I saw the head, albeit from behind, and it was spread like a cobra’s hood.  People had been slashed and clawed open, and limbs and heads were shoved into wounds, with bits pulled free and wrapped around for structural support.  Some of the ones there weren’t so obese.  Others had been drawn and quartered, butterflied, but still lived.

It was moist, covered in filth, with mucus and spittle and blood leaking here and there and streaming down the length of it.  That moistness was largely what let it flow so freely from the bookcases.

Legs and arms worked to grip the ones behind and the ones ahead, futilely clawing at flesh to try and reduce the strain on neck and shoulders, or the pull on their own nether regions.  Of the ones that didn’t, many twitched and flailed, some held weapons, others held books.

I folded one wing, and made the sharpest turn I was able before recovering.

It didn’t make much noise, aside from the sound of its extended lower body sliding between shelves, the periodic knock as a leg or arm struck something.

It collapsed onto the Barber.  Almost a lunge, almost a dive, but mostly just blindly, violently falling into position.

The entire pillar wobbled.

Even if the Barber made noise, the Library would act.  That was good.

I flew, circling the pillar, tracking the movement of the great worm, watching the head, looking for a sign of the Barber.

Nothing.

Any time he disappeared from view, I had to wonder.  Had someone looked?  Had one member of our group made that split-second decision and looked directly at the Barber, trying to see if we’d won?  If the way was open?
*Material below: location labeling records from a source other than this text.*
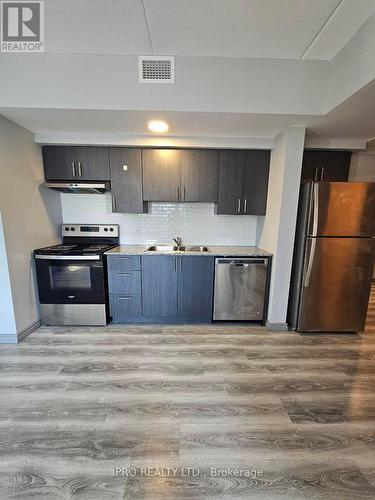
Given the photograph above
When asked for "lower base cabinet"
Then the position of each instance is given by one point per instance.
(177, 287)
(161, 288)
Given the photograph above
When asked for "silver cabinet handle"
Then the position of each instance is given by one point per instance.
(322, 173)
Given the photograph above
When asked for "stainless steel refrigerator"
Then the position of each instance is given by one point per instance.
(333, 257)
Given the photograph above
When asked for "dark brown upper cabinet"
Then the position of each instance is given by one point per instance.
(126, 180)
(325, 165)
(161, 174)
(180, 175)
(199, 175)
(76, 163)
(243, 182)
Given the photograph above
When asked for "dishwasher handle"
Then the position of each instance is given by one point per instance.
(242, 262)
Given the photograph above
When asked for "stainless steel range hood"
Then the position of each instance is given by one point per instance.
(91, 187)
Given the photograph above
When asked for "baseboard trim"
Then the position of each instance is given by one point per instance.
(26, 331)
(8, 339)
(277, 327)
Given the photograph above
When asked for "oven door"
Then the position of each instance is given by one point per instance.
(75, 279)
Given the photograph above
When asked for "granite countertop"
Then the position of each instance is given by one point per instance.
(222, 251)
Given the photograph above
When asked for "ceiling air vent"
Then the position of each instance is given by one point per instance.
(156, 69)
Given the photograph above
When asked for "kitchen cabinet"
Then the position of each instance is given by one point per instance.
(195, 287)
(161, 174)
(59, 163)
(179, 287)
(255, 182)
(199, 175)
(180, 175)
(76, 163)
(126, 180)
(243, 182)
(159, 286)
(125, 287)
(325, 165)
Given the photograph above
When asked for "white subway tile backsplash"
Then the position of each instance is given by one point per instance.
(195, 223)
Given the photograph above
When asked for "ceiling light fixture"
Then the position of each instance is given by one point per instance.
(158, 126)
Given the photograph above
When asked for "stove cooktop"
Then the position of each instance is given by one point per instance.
(75, 249)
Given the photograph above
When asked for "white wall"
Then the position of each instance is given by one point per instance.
(30, 216)
(277, 231)
(214, 84)
(353, 67)
(362, 168)
(196, 223)
(7, 321)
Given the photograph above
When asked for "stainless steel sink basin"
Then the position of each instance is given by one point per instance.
(174, 248)
(194, 249)
(162, 248)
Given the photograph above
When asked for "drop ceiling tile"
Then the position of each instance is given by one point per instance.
(96, 27)
(236, 28)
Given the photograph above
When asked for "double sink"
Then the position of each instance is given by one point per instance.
(172, 248)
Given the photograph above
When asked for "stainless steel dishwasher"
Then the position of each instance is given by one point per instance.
(240, 287)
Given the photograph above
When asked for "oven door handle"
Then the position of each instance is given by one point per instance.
(68, 257)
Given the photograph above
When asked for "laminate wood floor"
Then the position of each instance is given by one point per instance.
(122, 412)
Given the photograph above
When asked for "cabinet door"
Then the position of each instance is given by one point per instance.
(255, 182)
(93, 163)
(199, 175)
(161, 174)
(60, 163)
(159, 286)
(324, 165)
(195, 286)
(126, 180)
(230, 182)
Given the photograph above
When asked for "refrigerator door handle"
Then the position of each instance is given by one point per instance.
(315, 209)
(310, 262)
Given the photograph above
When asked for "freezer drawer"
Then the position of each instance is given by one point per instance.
(335, 284)
(240, 287)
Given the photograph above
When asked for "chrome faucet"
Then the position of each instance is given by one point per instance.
(178, 242)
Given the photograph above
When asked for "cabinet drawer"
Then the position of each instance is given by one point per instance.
(124, 262)
(128, 282)
(125, 306)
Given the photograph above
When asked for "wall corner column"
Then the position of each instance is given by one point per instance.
(277, 230)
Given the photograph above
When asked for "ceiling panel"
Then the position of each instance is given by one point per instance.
(236, 28)
(96, 27)
(347, 20)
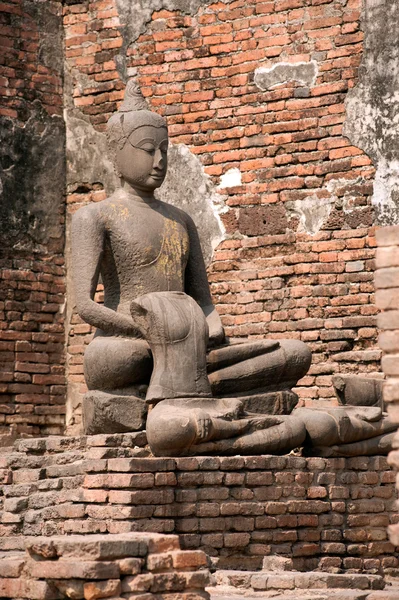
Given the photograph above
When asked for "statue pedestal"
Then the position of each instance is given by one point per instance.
(116, 412)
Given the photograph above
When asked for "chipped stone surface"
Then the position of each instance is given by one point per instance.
(372, 107)
(304, 73)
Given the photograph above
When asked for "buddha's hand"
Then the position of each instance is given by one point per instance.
(204, 425)
(216, 331)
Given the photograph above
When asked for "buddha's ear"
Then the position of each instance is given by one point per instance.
(138, 310)
(141, 319)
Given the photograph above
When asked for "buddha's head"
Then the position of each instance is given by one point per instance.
(139, 142)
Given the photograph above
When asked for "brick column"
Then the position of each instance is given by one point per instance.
(387, 300)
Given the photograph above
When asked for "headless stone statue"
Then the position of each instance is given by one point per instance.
(187, 420)
(140, 245)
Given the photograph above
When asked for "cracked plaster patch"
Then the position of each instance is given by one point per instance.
(188, 187)
(312, 212)
(231, 178)
(304, 73)
(134, 15)
(372, 107)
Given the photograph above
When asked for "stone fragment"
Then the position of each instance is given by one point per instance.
(277, 563)
(71, 588)
(78, 569)
(113, 413)
(102, 589)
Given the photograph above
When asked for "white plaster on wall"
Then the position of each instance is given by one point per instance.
(304, 73)
(188, 187)
(312, 212)
(231, 178)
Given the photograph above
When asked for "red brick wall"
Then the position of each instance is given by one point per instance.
(268, 277)
(325, 514)
(32, 287)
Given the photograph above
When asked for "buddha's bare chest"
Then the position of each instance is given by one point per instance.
(144, 239)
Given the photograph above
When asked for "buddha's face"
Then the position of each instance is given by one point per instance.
(142, 162)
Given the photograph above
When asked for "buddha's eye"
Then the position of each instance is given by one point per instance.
(148, 148)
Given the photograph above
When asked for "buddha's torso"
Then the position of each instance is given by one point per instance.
(146, 249)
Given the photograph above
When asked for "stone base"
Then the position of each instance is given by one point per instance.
(119, 412)
(130, 565)
(292, 585)
(281, 402)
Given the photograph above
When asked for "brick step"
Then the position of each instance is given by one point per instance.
(294, 582)
(229, 593)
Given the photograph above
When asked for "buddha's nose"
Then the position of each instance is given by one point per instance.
(159, 159)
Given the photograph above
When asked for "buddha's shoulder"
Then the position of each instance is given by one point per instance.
(97, 210)
(178, 213)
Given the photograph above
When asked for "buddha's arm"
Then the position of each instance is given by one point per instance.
(87, 251)
(197, 286)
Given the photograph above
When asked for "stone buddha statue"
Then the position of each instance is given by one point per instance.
(138, 246)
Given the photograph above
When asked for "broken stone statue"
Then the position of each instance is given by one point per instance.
(188, 420)
(159, 341)
(140, 245)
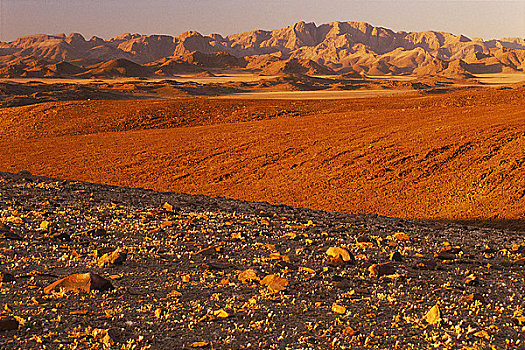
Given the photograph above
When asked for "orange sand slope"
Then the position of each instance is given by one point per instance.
(455, 156)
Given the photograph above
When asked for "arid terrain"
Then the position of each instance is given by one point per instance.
(337, 186)
(162, 270)
(421, 154)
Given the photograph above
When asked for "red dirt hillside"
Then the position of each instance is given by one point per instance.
(455, 156)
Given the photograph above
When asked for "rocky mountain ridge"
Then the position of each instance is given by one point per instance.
(338, 46)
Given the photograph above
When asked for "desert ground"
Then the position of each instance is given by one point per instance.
(90, 266)
(332, 186)
(442, 152)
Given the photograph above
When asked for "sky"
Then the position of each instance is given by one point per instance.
(107, 18)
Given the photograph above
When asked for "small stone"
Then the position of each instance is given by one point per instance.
(59, 236)
(364, 239)
(379, 270)
(6, 277)
(471, 280)
(472, 298)
(427, 264)
(167, 206)
(519, 262)
(6, 233)
(45, 225)
(116, 257)
(248, 275)
(96, 232)
(8, 323)
(338, 309)
(274, 283)
(81, 282)
(340, 252)
(448, 253)
(396, 256)
(433, 316)
(401, 236)
(350, 331)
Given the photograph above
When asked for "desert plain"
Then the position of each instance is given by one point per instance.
(372, 197)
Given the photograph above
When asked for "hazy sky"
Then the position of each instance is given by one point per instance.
(107, 18)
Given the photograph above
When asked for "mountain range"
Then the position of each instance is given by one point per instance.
(304, 48)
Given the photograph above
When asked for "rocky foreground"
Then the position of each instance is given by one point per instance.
(89, 266)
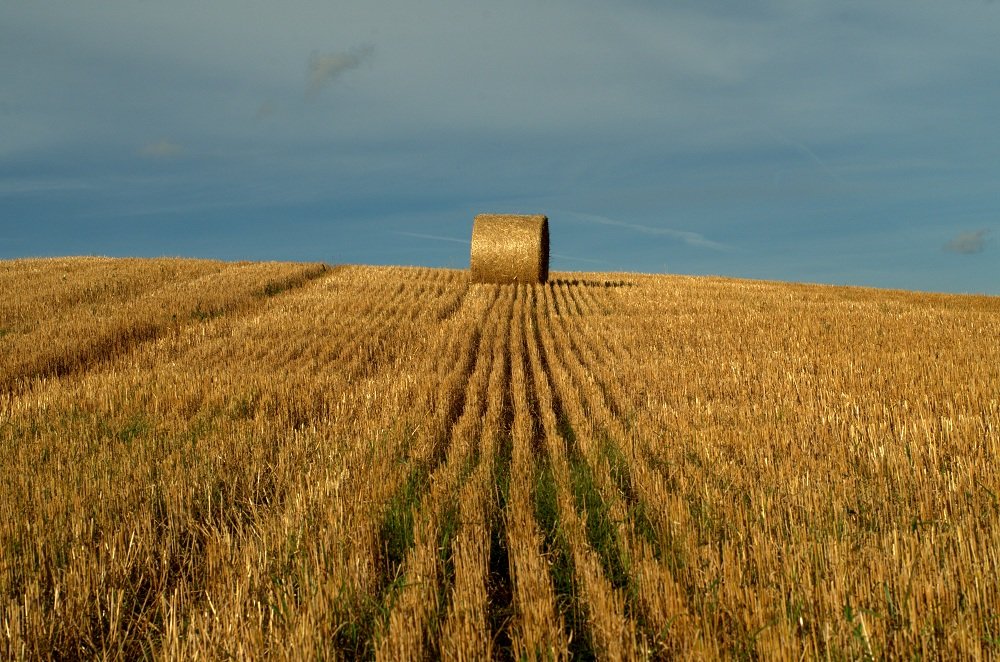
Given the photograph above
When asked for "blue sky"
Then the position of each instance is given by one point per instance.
(835, 142)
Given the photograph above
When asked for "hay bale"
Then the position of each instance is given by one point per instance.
(510, 249)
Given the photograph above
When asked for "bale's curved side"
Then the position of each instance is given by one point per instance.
(510, 249)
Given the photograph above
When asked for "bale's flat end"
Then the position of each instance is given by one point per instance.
(510, 248)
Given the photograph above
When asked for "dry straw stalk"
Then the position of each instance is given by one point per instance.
(510, 249)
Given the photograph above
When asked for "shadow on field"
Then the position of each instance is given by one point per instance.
(591, 283)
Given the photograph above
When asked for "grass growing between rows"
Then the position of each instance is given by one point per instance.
(581, 645)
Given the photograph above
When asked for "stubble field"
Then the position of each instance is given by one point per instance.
(259, 459)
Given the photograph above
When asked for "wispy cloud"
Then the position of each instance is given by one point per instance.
(431, 237)
(690, 238)
(805, 151)
(968, 243)
(324, 68)
(585, 260)
(162, 149)
(266, 110)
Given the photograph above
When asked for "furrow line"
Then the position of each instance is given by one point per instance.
(424, 572)
(467, 633)
(612, 632)
(537, 630)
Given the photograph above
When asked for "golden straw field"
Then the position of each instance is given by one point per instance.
(246, 460)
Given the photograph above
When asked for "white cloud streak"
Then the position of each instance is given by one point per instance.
(161, 149)
(695, 239)
(324, 68)
(968, 243)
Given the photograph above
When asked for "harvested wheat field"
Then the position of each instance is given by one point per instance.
(205, 459)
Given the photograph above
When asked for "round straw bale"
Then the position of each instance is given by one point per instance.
(510, 249)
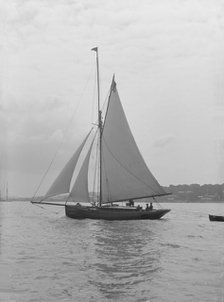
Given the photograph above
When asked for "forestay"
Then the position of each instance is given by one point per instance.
(62, 183)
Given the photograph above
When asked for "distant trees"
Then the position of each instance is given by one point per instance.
(197, 192)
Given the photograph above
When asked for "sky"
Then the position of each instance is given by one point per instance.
(168, 60)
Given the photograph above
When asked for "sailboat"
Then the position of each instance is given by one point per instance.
(122, 177)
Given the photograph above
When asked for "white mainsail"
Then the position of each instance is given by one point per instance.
(61, 185)
(125, 174)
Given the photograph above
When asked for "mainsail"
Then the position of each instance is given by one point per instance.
(125, 174)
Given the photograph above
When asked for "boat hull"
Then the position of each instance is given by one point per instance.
(112, 213)
(216, 218)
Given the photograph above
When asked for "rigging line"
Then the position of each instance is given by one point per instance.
(126, 169)
(63, 138)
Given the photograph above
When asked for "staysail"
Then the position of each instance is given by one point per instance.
(61, 185)
(80, 190)
(125, 174)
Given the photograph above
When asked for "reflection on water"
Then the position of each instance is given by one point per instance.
(125, 257)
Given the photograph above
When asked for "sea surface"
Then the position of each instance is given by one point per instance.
(45, 256)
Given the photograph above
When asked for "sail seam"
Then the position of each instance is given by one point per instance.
(127, 170)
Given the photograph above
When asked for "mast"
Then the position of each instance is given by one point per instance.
(100, 124)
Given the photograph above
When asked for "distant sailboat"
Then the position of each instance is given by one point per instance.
(122, 176)
(216, 218)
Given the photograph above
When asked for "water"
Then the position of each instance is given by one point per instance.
(45, 256)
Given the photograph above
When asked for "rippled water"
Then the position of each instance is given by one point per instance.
(45, 256)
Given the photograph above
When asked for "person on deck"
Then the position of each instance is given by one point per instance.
(131, 202)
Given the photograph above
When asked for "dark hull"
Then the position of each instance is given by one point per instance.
(112, 213)
(216, 218)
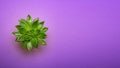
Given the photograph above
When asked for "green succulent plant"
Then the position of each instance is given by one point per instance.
(31, 33)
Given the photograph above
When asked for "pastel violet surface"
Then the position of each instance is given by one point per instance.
(31, 33)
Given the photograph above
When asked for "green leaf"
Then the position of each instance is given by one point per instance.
(44, 29)
(24, 45)
(17, 33)
(35, 23)
(20, 38)
(19, 27)
(29, 46)
(34, 42)
(41, 41)
(29, 18)
(40, 25)
(42, 35)
(22, 22)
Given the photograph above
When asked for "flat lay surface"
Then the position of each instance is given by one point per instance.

Circling the pillar, I could see that the Knights had dealt with the massive thing that had been crawling up the side.  Fingers were still attached to a section of the staircase, but they’d been severed from the hand.  I could make out a crater far below where it had fallen, floorboards cracking around it.

Though they’d dealt with the big one, it had stirred innumerable little things into action, and without their previous target to pursue, they’d turned on the Knights.

The fight to hold them at bay was grim, quiet, and tense, both combatants left with little choice but to fight with everything on the line, but still unwilling to risk making noise.  Movements were furtive, with more feints and false lunges than actual attacks.

I didn’t see Ellie or Christoff.

But they weren’t the problem.

Barber.

I circled the pillar, rising.

Barbatorem.

Alister was still working on his diagram.  He was using the leeway to draw more of the diagram, even though the worm’s body continued to slide across the middle of the rooftop like a macabre train on tracks.  Rose remained exactly where she was.  Imperious.

Ty reached out to me, holding a slip of paper in hand.

I flew down, passing him.  Unhooking a thumb from my wing, I snagged it, pinching it in place.

Runes.  I thought I might have recognized them.  One of the first I’d learned.

Silence.

I opened my mouth to speak, and no sound came out.

I’d nearly reached my starting point, where I’d begun my circle around the top of the pillar, when Evan saw it.

“Blake!”

I followed his line of sight, as his head turned.

The Barber was gone.  The shears weren’t.

As the ‘train’ ran along its tracks, the shears were periodically bumped and kicked, sent sliding across the roof, dancing along a trail of blood, piss, shit, and mucus.  The length of the worm blocked the others from seeing the Barber.  He was on the far side.